I was a 9-year-old tomboy with long legs, sun-blond hair down to the middle of my back -- pulled up in a ponytail and tucked under a baseball cap -- and the proud owner of a catcher's mitt and a fielder's glove.
Between two neighborhood teams in Butler, I was the only girl. Our ragtag South Hills neighborhood team -- including my younger brother, our pitcher -- played the Terrace neighborhood team from over the hill and down the road.
My brother was not a big kid but strong, which made up for him being small. He could pitch and crack solid hits. Several years later when Dad coached his Little League team, he pitched a no-hitter.
We played on the top of a hill that served as a border between the two neighborhoods -- ours being a city neighborhood and theirs in the country.

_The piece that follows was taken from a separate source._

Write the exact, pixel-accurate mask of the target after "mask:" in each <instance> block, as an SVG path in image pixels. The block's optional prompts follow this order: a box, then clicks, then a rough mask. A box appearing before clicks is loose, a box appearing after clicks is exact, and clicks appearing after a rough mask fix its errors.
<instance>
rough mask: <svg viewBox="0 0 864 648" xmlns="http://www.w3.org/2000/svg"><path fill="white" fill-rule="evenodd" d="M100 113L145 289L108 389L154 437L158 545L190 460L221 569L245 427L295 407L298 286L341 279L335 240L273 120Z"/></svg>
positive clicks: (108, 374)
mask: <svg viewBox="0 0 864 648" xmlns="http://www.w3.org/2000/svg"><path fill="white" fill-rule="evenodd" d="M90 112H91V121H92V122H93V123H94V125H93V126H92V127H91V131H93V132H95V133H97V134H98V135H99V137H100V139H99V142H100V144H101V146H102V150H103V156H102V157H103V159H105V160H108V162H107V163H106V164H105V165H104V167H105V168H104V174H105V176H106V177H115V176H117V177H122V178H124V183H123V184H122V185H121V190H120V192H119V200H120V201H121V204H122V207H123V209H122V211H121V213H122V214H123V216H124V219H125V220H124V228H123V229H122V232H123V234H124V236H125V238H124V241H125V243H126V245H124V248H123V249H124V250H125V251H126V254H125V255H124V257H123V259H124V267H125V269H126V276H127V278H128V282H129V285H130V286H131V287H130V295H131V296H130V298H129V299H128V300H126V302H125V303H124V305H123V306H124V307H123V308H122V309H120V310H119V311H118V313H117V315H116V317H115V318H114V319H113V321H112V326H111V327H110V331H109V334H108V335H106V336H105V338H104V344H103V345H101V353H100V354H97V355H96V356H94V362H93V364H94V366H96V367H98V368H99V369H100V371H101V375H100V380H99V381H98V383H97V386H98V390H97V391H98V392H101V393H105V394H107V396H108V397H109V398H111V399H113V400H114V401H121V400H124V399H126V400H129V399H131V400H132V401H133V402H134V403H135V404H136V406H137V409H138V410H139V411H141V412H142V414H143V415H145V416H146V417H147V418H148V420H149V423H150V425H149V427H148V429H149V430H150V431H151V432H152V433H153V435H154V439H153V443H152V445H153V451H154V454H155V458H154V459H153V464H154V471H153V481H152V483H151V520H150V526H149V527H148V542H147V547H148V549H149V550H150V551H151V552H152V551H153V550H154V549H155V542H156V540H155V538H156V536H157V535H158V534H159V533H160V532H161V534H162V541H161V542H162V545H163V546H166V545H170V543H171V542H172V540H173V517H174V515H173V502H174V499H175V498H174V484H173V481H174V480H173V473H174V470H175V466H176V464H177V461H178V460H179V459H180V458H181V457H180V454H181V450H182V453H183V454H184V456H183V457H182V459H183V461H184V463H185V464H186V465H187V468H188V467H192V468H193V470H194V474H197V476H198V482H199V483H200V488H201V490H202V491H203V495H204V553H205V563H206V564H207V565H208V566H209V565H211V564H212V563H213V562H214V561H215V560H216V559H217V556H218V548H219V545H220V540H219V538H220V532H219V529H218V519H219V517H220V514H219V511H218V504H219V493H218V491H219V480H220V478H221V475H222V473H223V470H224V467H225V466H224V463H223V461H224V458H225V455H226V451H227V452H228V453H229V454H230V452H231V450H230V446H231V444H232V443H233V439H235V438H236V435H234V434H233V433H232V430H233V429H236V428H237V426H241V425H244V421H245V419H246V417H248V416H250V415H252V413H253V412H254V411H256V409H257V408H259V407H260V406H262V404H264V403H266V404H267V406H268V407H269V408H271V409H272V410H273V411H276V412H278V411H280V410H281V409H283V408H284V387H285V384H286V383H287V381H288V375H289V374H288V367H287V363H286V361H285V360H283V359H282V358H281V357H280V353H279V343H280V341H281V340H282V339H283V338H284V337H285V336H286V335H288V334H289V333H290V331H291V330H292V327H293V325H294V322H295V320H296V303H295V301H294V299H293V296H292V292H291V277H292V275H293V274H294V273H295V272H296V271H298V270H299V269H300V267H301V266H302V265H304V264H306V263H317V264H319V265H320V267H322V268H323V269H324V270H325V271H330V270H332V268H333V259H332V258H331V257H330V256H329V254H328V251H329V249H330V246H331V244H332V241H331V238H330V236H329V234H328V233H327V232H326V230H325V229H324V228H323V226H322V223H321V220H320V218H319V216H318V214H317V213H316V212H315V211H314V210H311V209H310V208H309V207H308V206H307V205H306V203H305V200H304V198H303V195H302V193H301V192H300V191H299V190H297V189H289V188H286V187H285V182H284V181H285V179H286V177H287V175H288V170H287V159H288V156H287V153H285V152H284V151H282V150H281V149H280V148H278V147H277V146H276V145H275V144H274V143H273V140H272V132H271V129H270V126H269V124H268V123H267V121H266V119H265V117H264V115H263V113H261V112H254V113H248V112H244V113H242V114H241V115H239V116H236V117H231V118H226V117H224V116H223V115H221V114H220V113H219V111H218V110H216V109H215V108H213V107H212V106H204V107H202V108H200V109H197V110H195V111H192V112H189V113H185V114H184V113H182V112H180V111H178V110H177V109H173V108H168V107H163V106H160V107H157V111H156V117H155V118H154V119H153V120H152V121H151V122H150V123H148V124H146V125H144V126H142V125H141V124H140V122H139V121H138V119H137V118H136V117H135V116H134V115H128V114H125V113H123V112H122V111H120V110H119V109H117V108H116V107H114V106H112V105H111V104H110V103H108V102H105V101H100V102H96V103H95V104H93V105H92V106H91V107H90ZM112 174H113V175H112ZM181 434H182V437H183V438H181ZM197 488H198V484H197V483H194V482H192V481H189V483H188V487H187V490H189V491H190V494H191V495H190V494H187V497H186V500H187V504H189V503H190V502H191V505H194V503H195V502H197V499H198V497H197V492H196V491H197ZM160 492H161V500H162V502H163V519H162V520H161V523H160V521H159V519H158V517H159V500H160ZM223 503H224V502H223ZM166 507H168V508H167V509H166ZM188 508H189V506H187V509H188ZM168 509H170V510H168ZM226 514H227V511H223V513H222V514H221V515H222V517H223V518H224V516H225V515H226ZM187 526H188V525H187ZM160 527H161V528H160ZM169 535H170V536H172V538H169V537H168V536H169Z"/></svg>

We walked to school and they were bused.
From a nearby road all you could see were the trees. Just behind the tree line was a field of tall grass and prickly weeds. Walking through that field to get to our dirt diamond, my socks always got covered with stickers. On both teams, we'd all pack our lunches and play pickup games all summer long.
It felt one day like the hottest day of the summer. It had to be over 90 degrees in the shade. Beads of sweat trickled down my face on the bike ride over to the field. I wanted to go home, because it was so hot, but I noticed Ricky D had showed up.
I felt sorry for the kid, knowing he couldn't play well. He was just one of those kids that had no coordination, no meat on his bones, was pale and looked like a mass of limp egg noodles. It was different when he played.
His brother was there as well that day, and we did need Ricky D to make an almost full team. What were we to do? Although we were only a neighborhood ragtag team, we had a rule for fair play. If you showed up, you played.
We let Ricky D play, though it was obvious he was afraid of the ball. He couldn't hit or field. We put him in the outfield where he would do the least damage. That's what we thought.
Danny Z from the Terrace team came up. I held my breath, praying he'd strike or foul out, but he was a slugger. "Oh, man, this could be bad," I thought. I don't remember what inning it was, how many runners were on base or what the score was. What I do remember was something amazing.
Danny Z, of course, sent the ball to the outfield with a crack of the bat. It was a slow, lofty kind of arc, and we were all yelling for Ricky D to run, run, run. "Get under the ball!"
Ricky D cowered under the incoming ball with his gloved hand over his head to protect it. It looked like he had closed his eyes as well, when the ball plopped into the pocket of his glove. He caught the ball just like that!
You should have heard Danny Z cursing up a storm and seen him stomping his feet, sending clouds of dust floating upward, causing him to cough and sputter more cuss words. We all laughed so hard that our sides ached and Ricky D's brother fell over.
We never saw anything like that again at our field, and Ricky D didn't come back, even though he was the hero for a moment in time. Good for Ricky D for ending his career on a high note.
Some days we'd ride our bikes home, and half the team would stop at my house. Coming into the house through the basement we'd find the downstairs refrigerator filled with pitchers of Kool Aid and a freezer full of Popsicles.
The Pirates were having an exceptional season. It was an electrifying time. Each game had drama, its main characters and thrilling stories.
With Popsicles in hand, we'd sit and listen to the animated voice of the Pirates, Bob Prince, call the play-by-play drama, while watching the Pirates make a little magic of their own in becoming the 1960 World Series champs.
That was the magic of 1960 and the baseball I remember, whether played at Forbes Field or on our dirt diamond on the south side of Butler.